Tailor Your CV:Make sure your CV speaks directly to the Data Architect role. Highlight your 10+ years of experience and showcase specific projects that align with our key responsibilities, like designing data architectures for AI/ML workloads.

Craft a Compelling Cover Letter:Your cover letter is your chance to shine! Use it to tell us why you're passionate about data architecture and how your skills can help us at StudySmarter. Don't forget to mention any relevant experience in payment processing or financial services.

Showcase Your Technical Skills:We want to see your technical prowess! Be sure to include your experience with cloud-native data platforms, distributed data processing, and ML Ops practices. This will help us understand how you can contribute to our team.

Apply Through Our Website:We encourage you to apply through our website for a smoother application process. It helps us keep track of your application and ensures you don’t miss out on any important updates from us!

How to prepare for a job interview at N Consulting Global

Know Your Data Architecture Inside Out

Make sure you’re well-versed in the latest trends and technologies in data architecture, especially those relevant to AI/ML workloads. Brush up on your knowledge of cloud-native platforms like AWS, and be ready to discuss how you've designed scalable data pipelines in the past.

Showcase Your Collaboration Skills

Since this role involves working closely with Data Science teams and software engineers, prepare examples that highlight your ability to collaborate effectively. Think about times when you’ve successfully partnered with different teams to achieve a common goal, especially in the context of data governance and quality.

Prepare for Technical Questions

Expect to dive deep into technical discussions during your interview. Be ready to explain your experience with distributed data processing, streaming platforms, and ML Ops practices.

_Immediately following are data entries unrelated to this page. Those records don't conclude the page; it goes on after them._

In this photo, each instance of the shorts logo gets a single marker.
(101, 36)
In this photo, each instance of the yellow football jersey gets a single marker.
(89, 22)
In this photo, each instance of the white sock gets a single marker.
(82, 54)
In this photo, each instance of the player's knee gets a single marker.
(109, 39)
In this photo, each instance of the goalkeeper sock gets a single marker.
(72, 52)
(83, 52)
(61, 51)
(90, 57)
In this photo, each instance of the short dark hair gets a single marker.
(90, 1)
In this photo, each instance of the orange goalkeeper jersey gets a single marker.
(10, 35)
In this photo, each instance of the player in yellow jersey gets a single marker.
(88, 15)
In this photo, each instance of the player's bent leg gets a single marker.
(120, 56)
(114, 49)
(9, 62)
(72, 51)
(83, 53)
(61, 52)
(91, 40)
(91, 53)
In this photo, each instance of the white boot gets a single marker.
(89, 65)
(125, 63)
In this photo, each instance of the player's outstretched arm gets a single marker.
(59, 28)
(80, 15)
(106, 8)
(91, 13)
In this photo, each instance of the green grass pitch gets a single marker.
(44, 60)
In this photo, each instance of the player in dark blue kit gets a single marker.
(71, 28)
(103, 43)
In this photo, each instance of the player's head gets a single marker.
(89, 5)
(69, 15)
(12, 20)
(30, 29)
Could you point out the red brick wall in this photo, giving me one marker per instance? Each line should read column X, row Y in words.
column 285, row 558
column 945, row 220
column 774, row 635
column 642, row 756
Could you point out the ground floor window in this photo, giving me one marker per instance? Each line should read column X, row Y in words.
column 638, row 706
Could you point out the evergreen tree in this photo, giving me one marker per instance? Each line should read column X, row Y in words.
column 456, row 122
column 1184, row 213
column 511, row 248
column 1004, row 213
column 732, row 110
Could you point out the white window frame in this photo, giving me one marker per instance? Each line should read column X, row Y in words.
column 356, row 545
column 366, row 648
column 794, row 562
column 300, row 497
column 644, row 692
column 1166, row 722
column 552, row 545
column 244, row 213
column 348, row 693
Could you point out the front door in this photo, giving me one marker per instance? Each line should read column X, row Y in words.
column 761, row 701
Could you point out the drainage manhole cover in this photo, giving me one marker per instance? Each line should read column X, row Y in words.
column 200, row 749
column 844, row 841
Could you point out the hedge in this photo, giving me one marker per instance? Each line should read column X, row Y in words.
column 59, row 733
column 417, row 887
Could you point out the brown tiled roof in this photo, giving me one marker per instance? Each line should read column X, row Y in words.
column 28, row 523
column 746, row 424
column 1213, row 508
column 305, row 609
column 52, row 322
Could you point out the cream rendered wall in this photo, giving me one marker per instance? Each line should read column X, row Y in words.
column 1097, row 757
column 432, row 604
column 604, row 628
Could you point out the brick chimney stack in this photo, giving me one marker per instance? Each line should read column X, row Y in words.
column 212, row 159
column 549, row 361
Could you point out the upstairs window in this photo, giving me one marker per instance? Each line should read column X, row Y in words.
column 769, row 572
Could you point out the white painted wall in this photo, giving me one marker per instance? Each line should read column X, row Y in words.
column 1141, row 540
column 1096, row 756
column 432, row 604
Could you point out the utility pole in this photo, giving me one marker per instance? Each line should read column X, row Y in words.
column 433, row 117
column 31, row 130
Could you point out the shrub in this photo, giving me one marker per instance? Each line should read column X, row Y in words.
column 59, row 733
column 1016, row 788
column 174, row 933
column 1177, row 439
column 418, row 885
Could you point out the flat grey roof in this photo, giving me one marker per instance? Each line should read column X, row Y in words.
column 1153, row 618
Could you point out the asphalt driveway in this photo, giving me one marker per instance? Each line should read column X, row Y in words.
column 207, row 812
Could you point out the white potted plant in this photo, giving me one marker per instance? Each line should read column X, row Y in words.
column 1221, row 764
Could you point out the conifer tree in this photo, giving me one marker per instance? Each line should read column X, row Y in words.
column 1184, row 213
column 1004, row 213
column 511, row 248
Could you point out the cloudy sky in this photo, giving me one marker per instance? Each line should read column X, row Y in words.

Practise articulating complex concepts in a way that’s understandable to non-technical stakeholders.

Demonstrate Your Understanding of Compliance

Given the importance of security and regulatory controls in this role, brush up on PCI, GDPR, and financial services data standards. Be prepared to discuss how you’ve ensured compliance in previous projects and how you would approach data governance in this new role.